More time wasted

I noticed on mmorpgdot something about “Mourning”, one of those vaporware mmorpg projects that exist only to demonstrate how people are gullible and that mmorpgs are the new cult (just open a website saying you are working on a new mmorpg and the forums will get swarmed with goons). If you search for “mourning” on this site you can find some fun about its launch a year ago.

Here’s some recent fun:

Nuanced Entertainment to develop Age of Mourning.

Based in Greenville, South Carolina USA , with additional staff located all over the world , Nuanced Entertainment is focused on the development and research of Massive Multiplayer Online Gaming. Nuanced Entertainment consists of a tightly knit group of seasoned professionals which have held positions with such organizations as Electronic Arts , Blizzard Entertainment and NCsoft in the past and have been involved in many of the higher profile titles in the MMOG genre such as Everquest , World of Warcraft and lineage 2 as programmers and artists bringing with them an indispensable wealth of knowledge.

It looks like now everyone and their sister has Blizzard devs in their company. Come on, I really cannot believe that someone working for one of those three companies prefers to start a contractor studio to work on that sort of crap that will never get released. Is this really the only way for emergent developers to find a place? Nah, I don’t think it is, the situation isn’t that awful.

This is definitely a complete waste of resources. If you give a look at the website you can see that they are supposed to work on three/four projects at the same time (one is a MUD?) and that “Mourning” is being co-developed with another studio called “Loud Ant”.

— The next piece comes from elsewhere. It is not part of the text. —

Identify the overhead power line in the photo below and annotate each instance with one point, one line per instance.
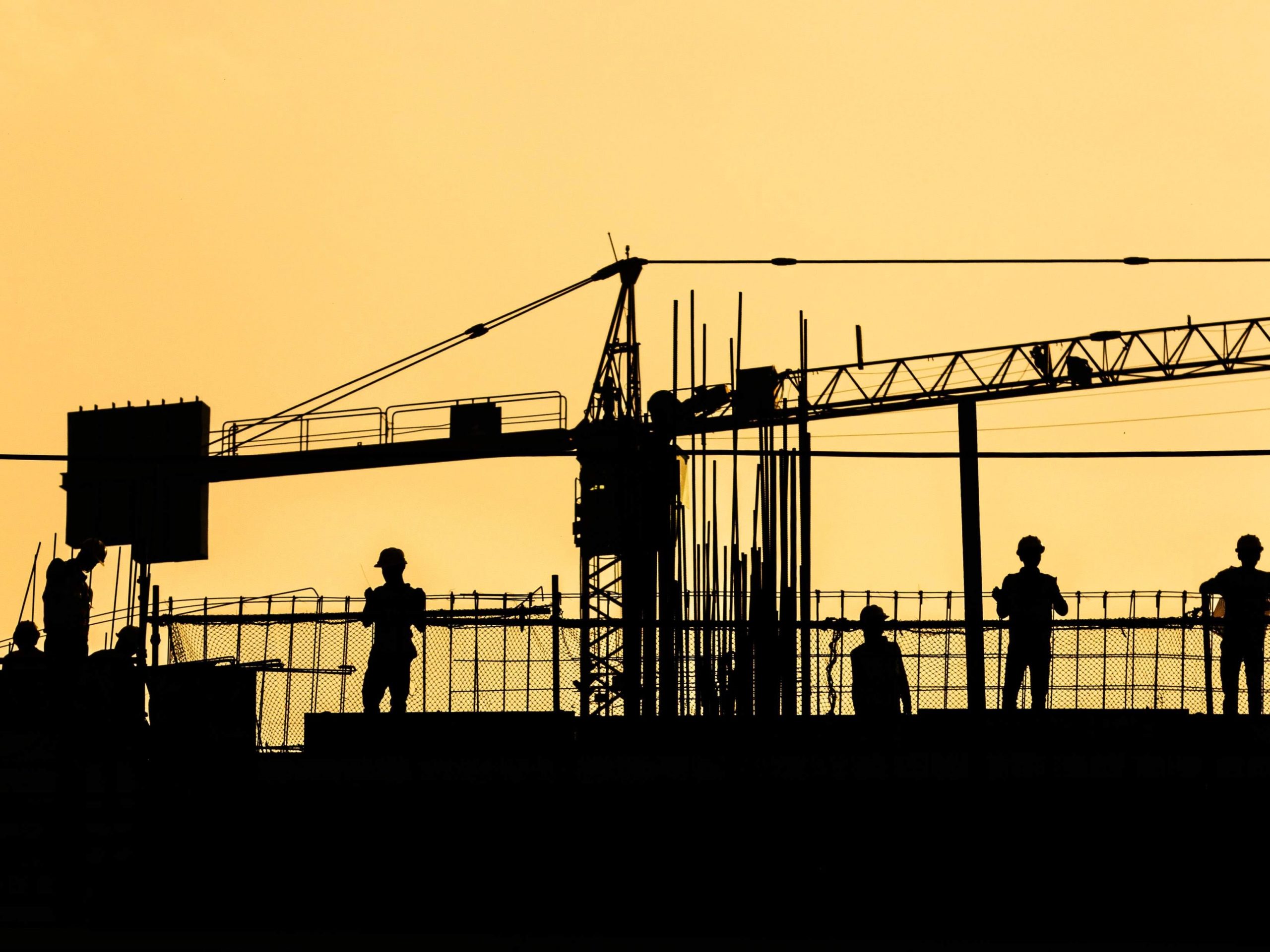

But the most fun comes from the description of the game and main goal:

Age of Mourning is about your deeds and continued struggle to carve out your name within the world. Age of Mourning is about your bloodline. Most MMORPG’s claim to be realistic online worlds when in reality they are nothing more than static level treadmills that eventually only cater to the high end player base. Once you have “leveled up” and experienced all the low end content; there is really no purpose for it any longer and it rarely if ever gets any attention so it remains a useless forgotten experience when it could be much more. In Age of Mourning our world is truly dynamic and always changing. Because of our bloodline system, players have the ability to experience not only new high end content but also new low end content because of the endless life cycle of being reborn and dying while continuing their bloodline or lineage. This endless cycle allows us to concentrate on both the low end and high end experience and no longer makes the low end gaming experience useless over time. No longer is there a high end cap. Players will experience all the game has to offer continuously in a changing , endless , real world gaming cycle.

Eheh, yes. You have read it right. Their world is “truly dynamic and always changing” because you have to regrind all over again all the content every time you die.

They are trying to sell this as a quality. It’s incredible how many amateurish projects out there can reach those peaks of design stupidity. It’s really all on the most basic and elementary level possible. And they have no clue. Less clue than a player randomly picked from the battle.net community. I’m in pure awe.

I’m writing about this essentially because I already examined this silly point of view. And defined it “selfstabbing”.

See also this other shorter point of view.

That goal they want to reach is actually possible. But you don’t reach it through permdeath. You reach it through sandbox models and a flat power growth on the characters (no levels). Aka: permeable barriers.